Il y avait trop longtemps qu’il se taisait, qu’il remâchait l’amertume de son insuccès. Cette petite paraissait si compréhensive… Il lui raconta tout. Elle écoutait avec attention, posant par instant sur le jeune homme son regard profond.

— Voyez-vous, concluait Bernard, si dure qu’elle ait été, sa tutrice avait raison. Christiane est si jeune, si enthousiaste. Elle a pu s’imaginer de bonne foi qu’elle m’aimait, alors qu’elle ne ressentait pour moi que de la pitié…
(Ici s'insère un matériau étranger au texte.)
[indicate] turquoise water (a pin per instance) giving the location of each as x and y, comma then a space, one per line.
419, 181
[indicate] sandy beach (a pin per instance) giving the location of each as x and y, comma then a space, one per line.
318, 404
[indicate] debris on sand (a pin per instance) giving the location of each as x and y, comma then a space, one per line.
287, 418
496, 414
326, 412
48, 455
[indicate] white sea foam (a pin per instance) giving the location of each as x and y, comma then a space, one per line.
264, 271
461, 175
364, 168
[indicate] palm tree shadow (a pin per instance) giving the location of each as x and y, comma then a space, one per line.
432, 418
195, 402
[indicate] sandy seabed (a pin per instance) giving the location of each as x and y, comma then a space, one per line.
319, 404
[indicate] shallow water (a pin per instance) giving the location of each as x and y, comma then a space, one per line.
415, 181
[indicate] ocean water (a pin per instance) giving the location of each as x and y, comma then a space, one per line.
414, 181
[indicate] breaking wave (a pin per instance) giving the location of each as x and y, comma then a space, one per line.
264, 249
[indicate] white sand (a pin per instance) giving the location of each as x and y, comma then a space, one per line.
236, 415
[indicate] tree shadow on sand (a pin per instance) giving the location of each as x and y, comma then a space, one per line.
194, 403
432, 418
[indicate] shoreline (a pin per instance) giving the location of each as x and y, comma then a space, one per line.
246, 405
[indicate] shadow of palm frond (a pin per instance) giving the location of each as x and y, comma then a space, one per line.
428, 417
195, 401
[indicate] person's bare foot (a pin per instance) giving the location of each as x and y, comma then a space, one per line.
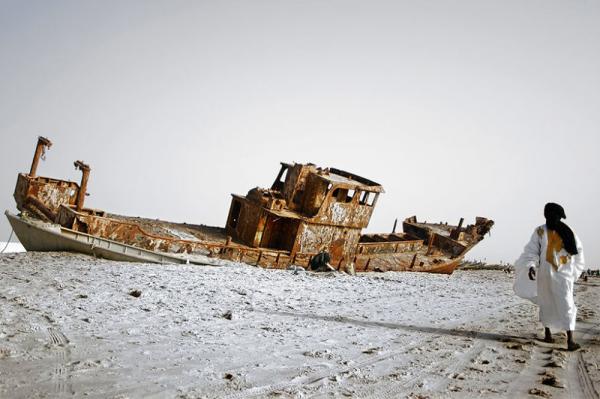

Jeanine s’anima, elle eut un haussement d’épaules agacé.

— Si jeune, dites-vous ? On peut connaître son cœur à dix-neuf ans ! J’en ai vingt-deux, mais si, à dix-neuf ans, j’avais rencontré Roger, je l’aurais aimé comme aujourd’hui. Nous aurions été heureux trois ans plus tôt, voilà tout. Votre cas est un peu différent. Je comprends très bien votre désir de prouver à cette Mme Reillanne que vous êtes capable de gagner votre vie, et Christiane — pardon si je l’appelle ainsi se montre très crâne en voulant vous prouver, à vous, le sérieux de ses sentiments. Vous l’avez, son billet ?

Bernard sortit de son portefeuille le papier usé aux bords. « Il a été déplié bien des fois », se dit Jeanine. Elle le lut, sourcils froncés.

— Elle a raison, votre Christiane, et c’est vous qui lui faites injure en doutant d’elle.